Qui si fa riferimento ai terribili eventi che riguardano un tormentato continente: l’Africa. Questa in passato fu considerata un serbatoio di braccia da lavoro e molti dei suoi abitanti furono sfruttati da popoli più potenti ed organizzati e furono ridotti a merci da commerciare. Si verificarono ben due movimenti di neri ridotti in schiavitù e strappati alla loro terra: dal VII al XIX secolo la tratta musulmana che trasferiva gli schiavi nel mondo prima arabo e poi turco; dal XVI al XIX secolo la tratta europea che li trasferiva nelle colonie americane.
Gli enciclopedisti si scagliano contro quest’ultimo vergognoso commercio di uomini, invocando principi che fra il Sei e il Settecento gli studiosi del diritto diffusero in Europa e che furono i principi dei diritti naturali ed inalienabili dell’uomo, quali il diritto alla vita ed alla libertà. Nessun uomo può, per questo, disporre della vita di un altro uomo, quindi la schiavitù è la violazione di tutti i diritti del genere umano, anche se alcuni la giustificano a livello morale e giuridico. Del resto l’uomo, se ha interesse, teoricamente può legittimare qualsiasi delitto e nefandezza.

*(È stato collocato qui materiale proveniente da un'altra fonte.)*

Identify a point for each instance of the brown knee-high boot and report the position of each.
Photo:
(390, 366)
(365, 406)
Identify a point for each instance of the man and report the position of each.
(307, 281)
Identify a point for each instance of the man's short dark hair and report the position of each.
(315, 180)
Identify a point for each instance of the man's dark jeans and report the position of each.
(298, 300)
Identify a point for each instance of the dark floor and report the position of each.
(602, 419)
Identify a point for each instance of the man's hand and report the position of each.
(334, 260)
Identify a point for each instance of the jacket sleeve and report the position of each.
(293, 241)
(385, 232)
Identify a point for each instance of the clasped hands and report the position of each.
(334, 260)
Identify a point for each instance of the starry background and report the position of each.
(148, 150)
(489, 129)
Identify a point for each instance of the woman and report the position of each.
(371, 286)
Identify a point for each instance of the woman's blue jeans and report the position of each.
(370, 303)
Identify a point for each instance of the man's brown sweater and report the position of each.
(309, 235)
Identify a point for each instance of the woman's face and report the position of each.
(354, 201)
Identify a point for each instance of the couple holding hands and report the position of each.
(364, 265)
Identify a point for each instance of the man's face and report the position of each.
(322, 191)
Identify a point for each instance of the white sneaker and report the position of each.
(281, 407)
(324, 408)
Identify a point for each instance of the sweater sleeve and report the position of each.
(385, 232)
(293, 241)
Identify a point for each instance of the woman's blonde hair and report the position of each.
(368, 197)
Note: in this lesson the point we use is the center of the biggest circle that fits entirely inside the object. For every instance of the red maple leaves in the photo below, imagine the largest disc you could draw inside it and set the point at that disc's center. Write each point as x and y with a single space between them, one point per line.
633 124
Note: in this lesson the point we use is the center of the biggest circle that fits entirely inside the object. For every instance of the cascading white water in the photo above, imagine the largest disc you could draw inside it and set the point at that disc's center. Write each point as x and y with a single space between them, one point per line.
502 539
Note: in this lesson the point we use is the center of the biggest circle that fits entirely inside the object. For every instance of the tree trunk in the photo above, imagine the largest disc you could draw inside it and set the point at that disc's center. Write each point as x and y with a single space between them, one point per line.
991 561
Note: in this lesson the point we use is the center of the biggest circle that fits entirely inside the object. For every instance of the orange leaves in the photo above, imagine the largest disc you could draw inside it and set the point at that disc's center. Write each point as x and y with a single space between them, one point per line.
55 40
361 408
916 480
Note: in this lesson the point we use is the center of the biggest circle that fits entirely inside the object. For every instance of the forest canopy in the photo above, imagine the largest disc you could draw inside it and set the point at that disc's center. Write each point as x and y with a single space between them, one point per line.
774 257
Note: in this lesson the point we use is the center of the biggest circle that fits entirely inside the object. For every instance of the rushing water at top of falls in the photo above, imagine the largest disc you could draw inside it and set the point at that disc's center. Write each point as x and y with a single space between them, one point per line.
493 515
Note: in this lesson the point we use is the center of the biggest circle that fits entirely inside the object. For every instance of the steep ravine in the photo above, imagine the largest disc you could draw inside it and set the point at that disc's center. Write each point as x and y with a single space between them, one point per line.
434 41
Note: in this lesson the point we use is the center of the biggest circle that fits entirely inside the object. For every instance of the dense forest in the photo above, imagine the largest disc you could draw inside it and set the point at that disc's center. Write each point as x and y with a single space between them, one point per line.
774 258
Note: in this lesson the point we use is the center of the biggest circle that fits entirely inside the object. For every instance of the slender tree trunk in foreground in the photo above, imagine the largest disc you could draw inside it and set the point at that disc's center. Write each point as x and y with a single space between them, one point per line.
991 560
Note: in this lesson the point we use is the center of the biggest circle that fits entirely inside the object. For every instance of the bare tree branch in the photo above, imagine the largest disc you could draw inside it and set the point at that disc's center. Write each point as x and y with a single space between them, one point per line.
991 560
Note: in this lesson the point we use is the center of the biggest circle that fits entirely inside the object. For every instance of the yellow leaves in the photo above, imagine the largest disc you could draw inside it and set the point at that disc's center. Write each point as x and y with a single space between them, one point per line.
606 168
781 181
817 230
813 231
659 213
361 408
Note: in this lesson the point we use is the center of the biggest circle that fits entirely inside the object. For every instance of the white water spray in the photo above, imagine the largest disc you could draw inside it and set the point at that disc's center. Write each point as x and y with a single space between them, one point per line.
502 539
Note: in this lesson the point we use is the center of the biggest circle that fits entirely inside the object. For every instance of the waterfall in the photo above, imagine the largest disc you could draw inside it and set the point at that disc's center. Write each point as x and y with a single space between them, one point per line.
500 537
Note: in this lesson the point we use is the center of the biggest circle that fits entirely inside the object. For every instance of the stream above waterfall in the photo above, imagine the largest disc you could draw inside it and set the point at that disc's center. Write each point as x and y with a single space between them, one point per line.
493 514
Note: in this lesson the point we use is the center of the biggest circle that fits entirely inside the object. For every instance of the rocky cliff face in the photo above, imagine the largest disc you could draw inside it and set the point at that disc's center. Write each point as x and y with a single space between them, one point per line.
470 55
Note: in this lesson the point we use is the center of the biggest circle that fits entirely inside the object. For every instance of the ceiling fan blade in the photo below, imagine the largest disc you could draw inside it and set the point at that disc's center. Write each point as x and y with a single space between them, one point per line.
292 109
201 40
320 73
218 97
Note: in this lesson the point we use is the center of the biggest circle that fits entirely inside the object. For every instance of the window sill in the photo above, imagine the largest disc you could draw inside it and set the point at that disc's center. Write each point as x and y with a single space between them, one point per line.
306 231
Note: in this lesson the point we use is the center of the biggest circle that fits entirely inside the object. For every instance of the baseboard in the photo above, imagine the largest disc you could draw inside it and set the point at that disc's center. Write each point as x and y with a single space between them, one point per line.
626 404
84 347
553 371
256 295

CHE COSA E’ IL DIRITTO NATURALE ALLA LIBERTA’?
Bella è la risposta degli enciclopedisti! Leggiamola…

“D’altra parte nessun uomo ha il diritto di acquistarli o di farsene padrone; gli uomini e la loro libertà non sono un articolo di commercio; non si possono vendere né comprare, né pagare a nessun prezzo. Bisogna concludere che l’uomo il cui schiavo fugge deve prendersela soltanto con se stesso, perché ha acquistato per denaro una merce illecita, il cui acquisto gli era proibito dalle leggi dell’umanità e dalla giustizia.
Non vi è dunque uno solo, fra questi infelici che si pretende siano soltanto schiavi, che non abbia il diritto di essere dichiarato libero, poiché non ha mai perso la libertà: non poteva perderla; né suo padre, né il suo principe, né chicchessia in questo mondo aveva la facoltà di disporne; di conseguenza, la vendita che ne è stata fatta è in sé nulla; questo negro non si spoglia né può spogliarsi mai del suo diritto naturale; lo porta dappertutto con sé, e dappertutto può esigere che ne sia lasciato godere. E’ dunque un atto manifesto d’inumanità da parte dei giudici dei paesi liberi dov’è portato non affrancarlo immediatamente dichiarandolo libero, perché è il loro simile, un essere con un’anima come loro”.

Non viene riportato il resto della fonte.